May 06, 2014 - 0 comments

A recent study found that all Roundup Ready soybean samples contained residues of glyphosate. Meanwhile, no residues of either kind were found in the conventional non-GE and organic varieties
In terms of nutrition, organic soybeans contained slightly higher levels of protein and lower levels of omega-6, compared to both conventionally-grown non-GE and GE soy
A large portion of the GE soy grown actually ends up in your meat, as soy is a staple of conventional livestock feed. Much of the rest ends up as vegetable oil, used in processed foods and fast food preparation
Vermont has passed the first no-strings-attached GMO labeling bill (H.112). The new law will require any genetically engineered food sold in Vermont to be labeled by July 1, 2016
Vermont is establishing a state defense fund to pay for legal costs associated with defending the law against any legal challenge by the food industry.

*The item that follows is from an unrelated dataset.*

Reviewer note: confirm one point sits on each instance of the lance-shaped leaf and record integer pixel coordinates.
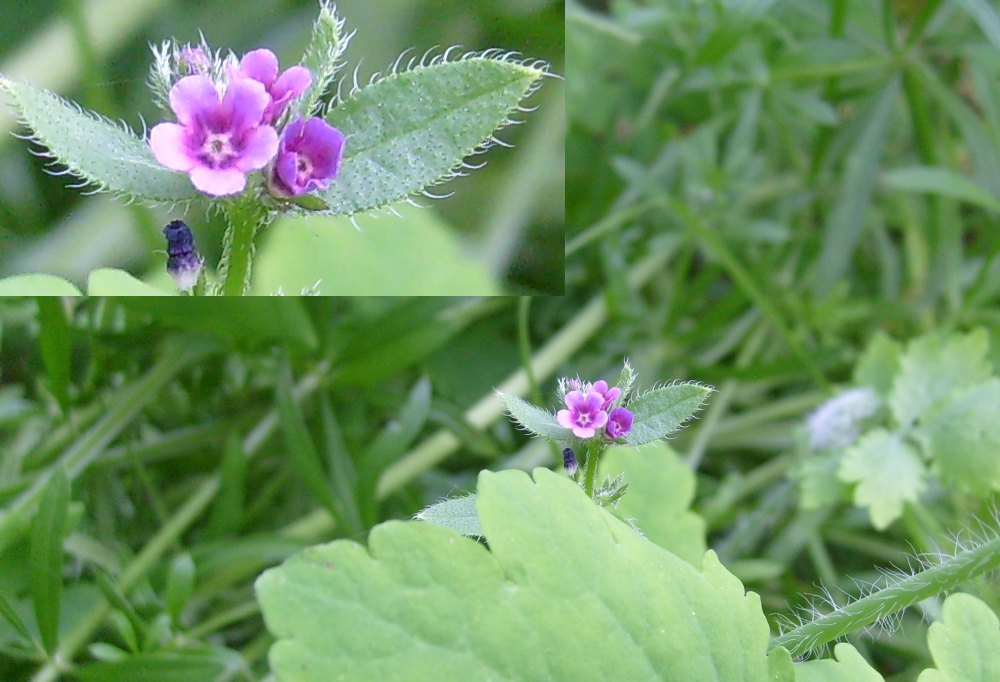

The next major GMO labeling initiative will take place in Oregon, which will come up for vote this fall. Jackson County, OR, is also considering a proposal to ban GE crops from being grown altogether. According to an April 17 report in the Statesman Journal,16 supporters of the measure, which includes more than 100 local health professionals, have raised just over $180,000, while opponents have collected nearly $857,000. According to the article.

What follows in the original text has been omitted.